American resident Magn Nyang told the BBC that his mother was forcibly re-settled from a village close to Gambella town to a camp. ”When the investors came in they took over the land and they [the villagers] were kicked out,” he said.
The army beat another man with sticks and the butt of a rifle when he refused to leave. He later died, and his family blames the violent beating he received.
Although Saudi Star has admitted that the Alwero River can only provide irrigation for 1,800 ha of rice, 30 kilometers of irrigation channels are currently being built and villagers worry about how they will feed their children.
Humans and animals are losing their land
The company is also infringing on land perceived to be a part of the Gambella National Park. The Ethiopian Wildlife Conservation Authority (EWCA), according to OI, estimates that 438,000 ha of land have been leased to various investors in the vicinity of the park, all without Environmental Impact Assessments.

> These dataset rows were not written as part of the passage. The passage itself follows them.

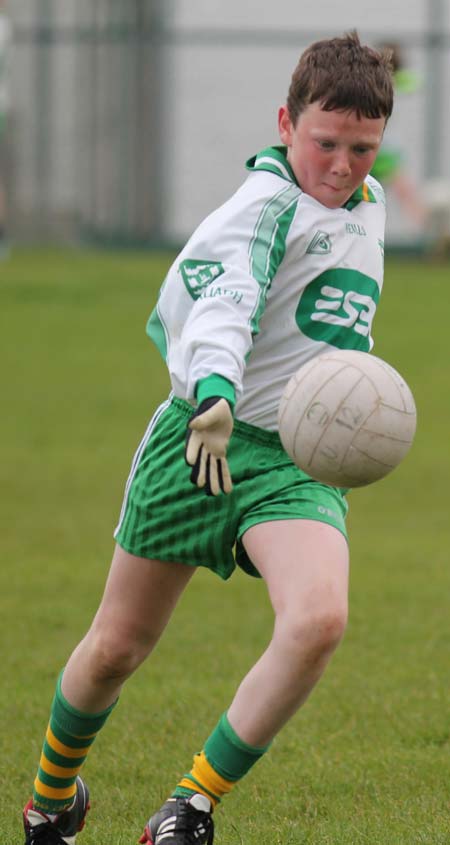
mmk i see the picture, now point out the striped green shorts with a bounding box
[114,396,349,580]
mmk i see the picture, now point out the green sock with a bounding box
[173,711,270,803]
[33,670,116,813]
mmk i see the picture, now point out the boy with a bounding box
[23,31,393,845]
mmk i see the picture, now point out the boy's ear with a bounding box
[278,106,293,145]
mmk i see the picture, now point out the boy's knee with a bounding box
[311,604,348,651]
[278,599,348,658]
[87,626,149,682]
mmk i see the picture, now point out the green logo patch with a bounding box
[296,268,380,351]
[306,231,332,255]
[179,259,225,300]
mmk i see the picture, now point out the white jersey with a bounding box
[147,146,386,430]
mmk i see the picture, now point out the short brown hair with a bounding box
[287,31,394,124]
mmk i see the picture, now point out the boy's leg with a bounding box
[144,518,348,841]
[227,519,349,745]
[26,545,194,822]
[61,544,195,712]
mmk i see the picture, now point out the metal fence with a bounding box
[4,0,450,247]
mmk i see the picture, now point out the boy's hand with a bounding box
[185,397,234,495]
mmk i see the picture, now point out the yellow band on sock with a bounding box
[39,756,82,780]
[178,751,235,806]
[46,726,91,759]
[33,777,77,802]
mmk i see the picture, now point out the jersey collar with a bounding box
[246,146,378,208]
[246,146,297,184]
[344,181,377,210]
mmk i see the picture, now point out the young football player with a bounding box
[23,31,393,845]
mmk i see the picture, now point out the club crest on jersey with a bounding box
[306,231,332,255]
[179,259,225,299]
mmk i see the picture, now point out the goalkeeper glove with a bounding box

The park is home to “69 mammal species, including 58 large mammals. The park also contains valuable wetland habitat, hundreds of bird species, and 92 fish species, representing 69 percent of all fish species in Ethiopia,” OI reports.
Saudi Star’s owner Sheikh Mohammed Hussein Ali Al Amoudi is listed by Forbes as the 63rd wealthiest person on earth. He is also the richest person in Ethiopia, where at least 39% of the population lives below the poverty line, and the second richest Saudi citizen in the world.

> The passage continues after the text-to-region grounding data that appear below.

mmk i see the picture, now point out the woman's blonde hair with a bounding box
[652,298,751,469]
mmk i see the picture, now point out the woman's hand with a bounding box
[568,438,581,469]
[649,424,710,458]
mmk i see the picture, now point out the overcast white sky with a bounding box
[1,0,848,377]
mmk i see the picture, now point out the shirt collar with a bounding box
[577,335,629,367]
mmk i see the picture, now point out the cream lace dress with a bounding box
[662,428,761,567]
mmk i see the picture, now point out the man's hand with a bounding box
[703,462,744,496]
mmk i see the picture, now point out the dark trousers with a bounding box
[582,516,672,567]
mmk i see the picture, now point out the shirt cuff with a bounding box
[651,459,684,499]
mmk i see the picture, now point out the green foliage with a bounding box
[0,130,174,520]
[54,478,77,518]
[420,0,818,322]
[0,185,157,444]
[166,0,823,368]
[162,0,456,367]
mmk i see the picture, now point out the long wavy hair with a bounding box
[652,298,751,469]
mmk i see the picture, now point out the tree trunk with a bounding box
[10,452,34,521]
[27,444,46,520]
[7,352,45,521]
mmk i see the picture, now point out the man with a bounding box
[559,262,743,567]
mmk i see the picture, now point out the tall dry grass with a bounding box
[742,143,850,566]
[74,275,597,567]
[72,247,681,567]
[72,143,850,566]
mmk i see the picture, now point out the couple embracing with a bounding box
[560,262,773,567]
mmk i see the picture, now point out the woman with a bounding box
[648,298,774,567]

Only rice that does not grow longer than 7mm will be sold locally, while the rest will be exported – with Saudi Arabia expected to be a huge benefactor, according to Bloomberg News. Eventually, Saudi Star hopes to lease up to 500,000 ha of Ethiopian land.
Land grabs in Ethiopia are well underway, and given lack of genuine government oversight comprise nothing less than a humanitarian disaster.